Chronique des branches
de Adonis

critiqué par Septularisen, le 19 août 2012
(Luxembourg - 56 ans)


La note:  étoiles
UNE QUÊTE DE L’INSAISISSABLE…
On ne présente plus le libanais ADONIS, de son vrai nom Ali Ahmad sa’îd, animateur de revues, essayiste, enseignant, véritable chantre du «Printemps arabe », et surtout, poète le plus célèbre du moyen Orient, dont le nom revient tous les ans parmi les grands favoris pour le Prix Nobel de Littérature, et avec encore plus d’insistance ces dernières années…

Mais oublions un peu tout cela, et découvrons le poète derrière l’homme…
Disons tout d’abord que si un poète arabe contemporain tente, dans sa poésie, l’osmose entre l’Orient et l’Occident, c’est bien ADONIS ! Sa poésie mêle tradition et modernité créatrice, elle est toute en impressions, toute en figures, gestes, paroles, émotions, méditations, qui se dégagent lors de la lecture …

« Chroniques des branches » n’échappe bien sûr pas à tout cela. C’est un recueil de poèmes cours, concis, tout en dépouillements, toujours servis par la très belle écriture du poète. On y retrouve des thèmes et des personnages déjà présents dans d’autres livres du poète. Citons pêle-mêle : la route, les chemins, l’errance, l’arbre, la pierre, l’herbe, la foudre, l’éclair, le déluge, le feu, le vent, la poussière… et aussi les personnages d’Orphée et de Mihyar le Damascène, véritable double littéraire du poète…

La poésie d’ADONIS, dont il a été dit, par des lecteurs arabes, qu’elle est obscure, se lit de façon bien plus limpide en Français.
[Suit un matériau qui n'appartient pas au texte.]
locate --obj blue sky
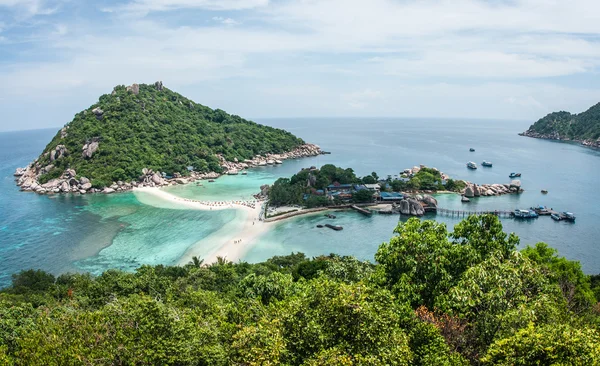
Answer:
[0,0,600,130]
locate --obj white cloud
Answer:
[213,17,240,26]
[110,0,269,15]
[0,0,600,129]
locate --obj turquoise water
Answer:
[0,119,600,285]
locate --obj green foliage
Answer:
[522,243,597,313]
[352,189,373,203]
[269,164,365,208]
[528,103,600,140]
[482,323,600,366]
[0,216,600,366]
[39,84,303,187]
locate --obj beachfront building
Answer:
[378,192,404,202]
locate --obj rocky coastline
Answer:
[461,180,524,198]
[519,129,600,149]
[14,144,323,194]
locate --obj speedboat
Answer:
[514,210,538,219]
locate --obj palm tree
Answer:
[188,256,204,268]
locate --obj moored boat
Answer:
[513,209,538,219]
[325,224,344,231]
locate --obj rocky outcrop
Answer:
[126,83,139,95]
[81,138,100,159]
[50,145,68,161]
[218,144,323,174]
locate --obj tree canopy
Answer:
[33,84,303,187]
[0,216,600,366]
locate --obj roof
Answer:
[327,183,352,189]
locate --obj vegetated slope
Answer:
[37,82,303,187]
[0,215,600,366]
[522,103,600,147]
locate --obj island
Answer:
[256,164,523,222]
[14,81,322,194]
[519,103,600,148]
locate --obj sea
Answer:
[0,118,600,287]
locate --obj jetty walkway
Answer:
[432,207,514,218]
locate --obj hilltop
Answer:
[520,103,600,148]
[15,82,320,193]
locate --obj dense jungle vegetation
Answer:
[39,84,303,187]
[269,164,465,208]
[0,216,600,365]
[527,103,600,140]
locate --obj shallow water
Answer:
[0,119,600,285]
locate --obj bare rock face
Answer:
[60,126,69,139]
[465,186,475,198]
[127,83,139,95]
[50,145,69,161]
[81,139,100,159]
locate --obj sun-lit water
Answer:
[0,119,600,284]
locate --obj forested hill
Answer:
[521,103,600,147]
[26,82,304,187]
[0,215,600,366]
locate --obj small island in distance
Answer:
[519,103,600,148]
[14,81,322,194]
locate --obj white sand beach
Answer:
[134,187,275,265]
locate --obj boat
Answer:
[529,205,551,216]
[560,212,575,222]
[325,224,344,231]
[513,209,538,219]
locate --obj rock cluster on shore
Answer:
[389,194,437,216]
[461,180,523,198]
[14,140,322,194]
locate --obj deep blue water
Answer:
[0,118,600,285]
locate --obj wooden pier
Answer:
[350,205,373,216]
[426,207,514,218]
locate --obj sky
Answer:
[0,0,600,131]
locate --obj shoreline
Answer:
[133,187,275,265]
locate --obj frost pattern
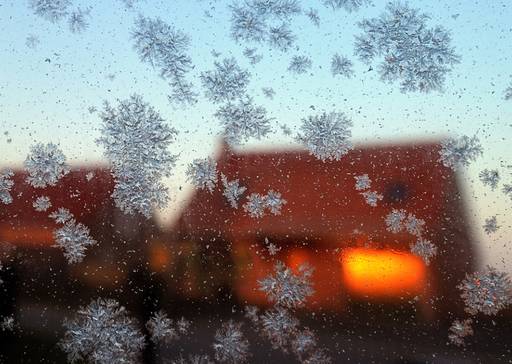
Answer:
[323,0,372,12]
[0,169,14,205]
[60,298,145,364]
[448,319,473,346]
[221,174,247,209]
[297,112,352,161]
[97,95,177,218]
[24,143,69,188]
[478,169,500,191]
[32,196,52,212]
[53,219,96,264]
[411,238,437,265]
[187,157,218,193]
[213,320,249,364]
[356,1,459,93]
[132,16,197,104]
[200,58,251,103]
[439,135,482,171]
[215,97,271,146]
[258,261,314,308]
[483,216,500,235]
[30,0,71,23]
[385,209,406,234]
[457,266,512,315]
[331,53,354,78]
[288,56,312,75]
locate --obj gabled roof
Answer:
[176,142,457,243]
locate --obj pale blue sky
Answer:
[0,0,512,268]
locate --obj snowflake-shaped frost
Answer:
[439,135,482,171]
[32,196,52,212]
[0,169,14,205]
[187,157,218,193]
[297,112,352,161]
[411,238,437,265]
[30,0,71,23]
[53,219,96,264]
[60,298,145,364]
[448,319,473,346]
[221,174,247,209]
[200,57,251,103]
[258,262,314,308]
[24,143,69,188]
[244,193,267,219]
[288,56,312,75]
[215,97,271,146]
[97,95,177,218]
[331,53,354,78]
[356,1,459,92]
[478,169,500,190]
[213,320,249,364]
[483,216,500,235]
[457,267,512,315]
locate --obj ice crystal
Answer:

Mais qu’on ne s’y trompe pas, l’apparente simplicité de ces poèmes, leur dépouillement extrême, recouvre un monde plus « fermé », plus «obscur», beaucoup plus « hermétique » que ce que l’on pourrait imaginer… Un monde où quand l’auteur parle d’un arbre, ou d’herbe, il n’est pas question… d’arbre ou d’herbe en tant que tels, mais de leur représentation, de ce « qu’ils disent » au lecteur, et surtout du « message » poétique qu’ils arrivent à faire passer chez le lecteur, par leur beauté, leur existence, leur essence même…

Mais assez de théories, qui de toute façon ne pourront jamais assez bien expliquer la poésie d’ADONIS…
Alors, laissons juste la parole au poète et à sa poésie…

MIROIR DU TÉMOIN

Lorsque les lances se sont plantées
Dans les entrailles de Husseyn*
Et qu’elles se sont parées
Du corps de Husseyn
Lorsque les chevaux on piétiné chaque parcelle
Du corps de Husseyn
Et qu’ont été volés et partagés
Les vêtements de Husseyn.

J’ai vu les pierres s’attendrir sur Husseyn,
J’ai vu les fleurs s’endormir sur l’épaule de Husseyn,
J’ai vu les rivières avancer
Dans le cortège funéraire de Husseyn.

*Husseyn : Petit-fils du Prophète, fils de ‘Ali, il mourut assassiné.
Vénéré comme martyr par une grande partie des musulmans.